The district is preparing for in-person and virtual instruction starting Sept. 8.
However, Dr. Hinojosa suggested on Thursday that in-person instruction still may not be feasible, even much later.
“If we don't offer in-person by Nov. 1, we lose all funding,” he said. “Can we realistically have in-person instruction by Nov. 1?”
Dr. Hinojosa said he relies heavily on the opinions of County Judge Clay Jenkins and Dallas County Health Director Dr. Philip Huang about case trends in Dallas County.
“Things are improving significantly in Dallas County,” the superintendent said. “We can't say in-person learning won't happen yet.”
The state has given Dr. Hinojosa the authority to delay in-person instruction until October. The board could delay in-person instruction until Nov. 1.
“I expect by next week we will make decisions based on health data depending on Clay Jenkins and his medical staff,” Dr. Hinojosa said.

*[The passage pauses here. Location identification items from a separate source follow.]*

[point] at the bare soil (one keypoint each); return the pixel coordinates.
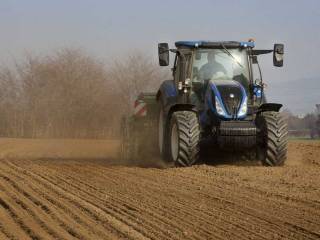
(77, 189)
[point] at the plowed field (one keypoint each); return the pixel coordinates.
(51, 189)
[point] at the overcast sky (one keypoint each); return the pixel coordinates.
(108, 29)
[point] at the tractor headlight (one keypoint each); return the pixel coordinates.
(243, 108)
(219, 107)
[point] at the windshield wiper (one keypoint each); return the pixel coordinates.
(230, 54)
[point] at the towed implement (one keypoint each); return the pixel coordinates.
(213, 97)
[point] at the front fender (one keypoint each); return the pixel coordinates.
(269, 107)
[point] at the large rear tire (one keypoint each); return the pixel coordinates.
(184, 136)
(272, 138)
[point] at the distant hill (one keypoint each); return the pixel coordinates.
(299, 96)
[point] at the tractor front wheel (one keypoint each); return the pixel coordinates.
(272, 138)
(184, 137)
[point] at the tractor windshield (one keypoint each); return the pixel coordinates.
(221, 64)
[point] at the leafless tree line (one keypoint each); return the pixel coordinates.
(70, 94)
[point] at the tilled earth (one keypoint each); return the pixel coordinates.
(76, 189)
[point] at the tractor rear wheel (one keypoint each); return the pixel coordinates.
(184, 138)
(272, 138)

While many families with financial resources are opting for private schools or tutors, Dr. Hinojosa said he is concerned about the divide widening between the haves and have nots.
“We also have to weigh how nervous and scared our employees are. We cannot execute this plan without the support of our teachers,” the superintendent said.
Gov. Greg Abbott has said that school districts can apply for a waiver from the state for more than eight weeks of online learning if needed.